Brent crude futures climbed to $82.37 per barrel, their highest level since January 2025. US West Texas Intermediate crude also recorded strong gains, rising $4.66, or 6.95 percent, to settle at $71.68 a barrel. Earlier in the session, WTI briefly reached $75.33, its highest point since June 2025, before easing slightly.

Traders reacted swiftly to the heightened tensions in the Middle East, a region that accounts for a significant share of the world’s oil production and exports. Market analysts said concerns are centred on the possibility of supply disruptions, particularly if the conflict expands or affects key shipping routes such as the Strait of Hormuz, through which a large portion of global crude shipments pass.

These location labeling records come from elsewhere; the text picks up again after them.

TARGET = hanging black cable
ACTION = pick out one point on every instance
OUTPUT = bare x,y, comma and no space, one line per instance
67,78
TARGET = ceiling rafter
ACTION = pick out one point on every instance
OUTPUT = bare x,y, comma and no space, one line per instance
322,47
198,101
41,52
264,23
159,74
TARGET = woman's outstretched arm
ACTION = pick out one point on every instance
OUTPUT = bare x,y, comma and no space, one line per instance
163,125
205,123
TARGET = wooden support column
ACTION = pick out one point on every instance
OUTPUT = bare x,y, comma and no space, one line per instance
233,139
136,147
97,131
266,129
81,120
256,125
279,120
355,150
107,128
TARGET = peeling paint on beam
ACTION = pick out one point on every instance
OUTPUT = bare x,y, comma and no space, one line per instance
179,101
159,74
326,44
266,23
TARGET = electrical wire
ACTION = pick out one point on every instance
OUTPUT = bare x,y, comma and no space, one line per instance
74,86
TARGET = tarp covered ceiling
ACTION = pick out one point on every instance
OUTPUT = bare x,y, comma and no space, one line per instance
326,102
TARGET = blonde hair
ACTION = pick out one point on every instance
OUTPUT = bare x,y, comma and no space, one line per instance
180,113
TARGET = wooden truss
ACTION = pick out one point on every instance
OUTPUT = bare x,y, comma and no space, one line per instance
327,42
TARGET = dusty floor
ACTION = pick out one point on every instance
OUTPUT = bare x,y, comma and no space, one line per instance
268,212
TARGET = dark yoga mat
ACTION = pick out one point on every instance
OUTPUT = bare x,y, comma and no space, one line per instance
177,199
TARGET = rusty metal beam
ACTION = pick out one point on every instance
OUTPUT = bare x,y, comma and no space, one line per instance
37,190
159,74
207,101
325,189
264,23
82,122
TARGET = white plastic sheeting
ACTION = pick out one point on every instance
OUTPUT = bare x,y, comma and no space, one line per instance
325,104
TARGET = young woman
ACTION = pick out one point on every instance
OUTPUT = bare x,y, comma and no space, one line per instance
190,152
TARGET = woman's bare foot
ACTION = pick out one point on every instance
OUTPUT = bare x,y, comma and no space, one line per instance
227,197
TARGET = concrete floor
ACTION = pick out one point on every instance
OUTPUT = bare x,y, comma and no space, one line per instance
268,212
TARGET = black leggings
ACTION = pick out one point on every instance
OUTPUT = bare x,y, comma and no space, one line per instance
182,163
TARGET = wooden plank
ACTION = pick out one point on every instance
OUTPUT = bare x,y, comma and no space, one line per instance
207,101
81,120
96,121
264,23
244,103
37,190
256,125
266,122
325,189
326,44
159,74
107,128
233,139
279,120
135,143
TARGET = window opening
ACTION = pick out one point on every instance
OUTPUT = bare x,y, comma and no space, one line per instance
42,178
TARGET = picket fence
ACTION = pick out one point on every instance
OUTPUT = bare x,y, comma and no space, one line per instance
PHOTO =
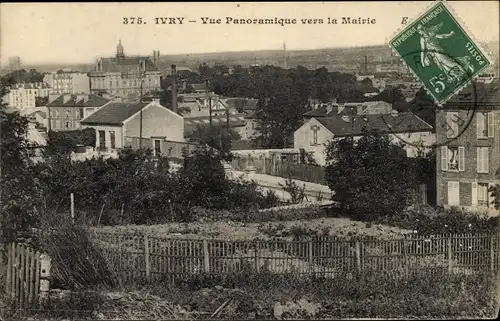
142,257
269,166
22,277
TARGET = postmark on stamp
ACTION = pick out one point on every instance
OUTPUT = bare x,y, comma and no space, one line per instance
439,52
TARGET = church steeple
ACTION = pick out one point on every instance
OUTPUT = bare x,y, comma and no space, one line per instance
119,50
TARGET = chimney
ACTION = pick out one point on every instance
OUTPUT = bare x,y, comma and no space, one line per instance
53,97
66,98
174,89
329,108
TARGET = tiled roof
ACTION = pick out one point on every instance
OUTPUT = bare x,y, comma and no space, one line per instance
114,113
78,100
402,123
481,95
127,64
241,104
190,124
30,85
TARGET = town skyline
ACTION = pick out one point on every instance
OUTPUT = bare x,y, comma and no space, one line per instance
30,21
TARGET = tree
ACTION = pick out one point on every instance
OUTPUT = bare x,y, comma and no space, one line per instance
495,192
216,137
370,178
19,187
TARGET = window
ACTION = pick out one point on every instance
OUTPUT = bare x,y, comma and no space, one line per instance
452,124
482,160
314,130
485,125
112,139
157,147
453,158
480,190
453,193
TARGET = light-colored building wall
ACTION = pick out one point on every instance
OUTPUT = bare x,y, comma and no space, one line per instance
68,82
304,138
459,185
157,121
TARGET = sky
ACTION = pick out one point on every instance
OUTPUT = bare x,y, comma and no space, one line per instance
82,32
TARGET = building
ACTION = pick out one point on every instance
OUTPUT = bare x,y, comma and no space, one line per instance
24,96
66,111
234,122
469,156
349,108
72,82
146,125
14,63
125,76
403,128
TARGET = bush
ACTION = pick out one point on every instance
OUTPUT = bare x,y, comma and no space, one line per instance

The strikes on Iran marked a dramatic escalation in regional hostilities. Investors fear retaliatory action could threaten infrastructure, shipping lanes or oil facilities in neighbouring countries. Even without immediate physical disruption, the risk premium built into oil prices increased sharply as markets reopened.

Energy markets have been sensitive in recent months due to fluctuating production levels among major producers and ongoing geopolitical uncertainty. Monday’s surge reflected not only the immediate reaction to military developments but also broader anxiety about stability in one of the world’s most strategically important oil-producing regions.

Oil-importing nations may face renewed pressure if higher prices persist. Rising crude costs often feed through to higher fuel and transport prices, which can affect inflation and consumer spending. Central banks and policymakers are likely to monitor the situation closely, especially as many economies continue to navigate fragile recoveries.

Some analysts cautioned that price spikes driven by geopolitical events can be volatile. If tensions ease or diplomatic efforts reduce the likelihood of sustained conflict, oil prices could retreat. However, if hostilities widen or infrastructure is directly targeted, further gains are possible.

For now, the market response underscores the close link between geopolitical risk and energy pricing. With Brent and WTI both posting their strongest levels in months, investors are bracing for further swings as developments unfold in the days ahead.